Device for transfering power on starships in the Star Trek universe, but more than that, a wonderful example of how the shows' reliance on technobabble has spun out of control. Anodyne, while sounding vaguely sciencey and mysterious, is a real word - Serving to assuage pain; soothing according to Webster. (Webster also says that the word (in a medical sense) in chiefly applied to the different preparations of opium, belladonna, hyoscyamus, and lettuce so I don't know quite how seriously to take him on this one. Imagine THAT salad.)

Andre Bormanis, science advisor for Deep Space Nine and Voyager explained his process this way:

I'll invent a term if we want something that's really kind of different - something that performs a function in the device that probably couldn't be performed by contemporary electronic components. So I've come up with things like an anodyne relay, dyne being a unit of force in physics. I just take that and add something to it, some Latin term that has a specific meaning that could describe in a functional sense some kind of a device that would make sense in that kind of a system.

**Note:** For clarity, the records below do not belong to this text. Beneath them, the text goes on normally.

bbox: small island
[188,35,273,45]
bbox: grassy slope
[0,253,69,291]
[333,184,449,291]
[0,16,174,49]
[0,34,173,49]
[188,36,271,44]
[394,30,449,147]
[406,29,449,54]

Atkin, Denny. "The Science of Star Trek" in Omni.
Omni Publications International Ltd.
September 22, 1995. Fall, 1995.
Vol. 17 No. 8. Page 46. ISSN: 0149-8711.

The only problem is that he didn't check to see if the word actually existed in the first place. Now whenever I hear that term I immediately think of heads of lettuce shooting down a pipeline at incredible speeds. I just can't get the image out of my head.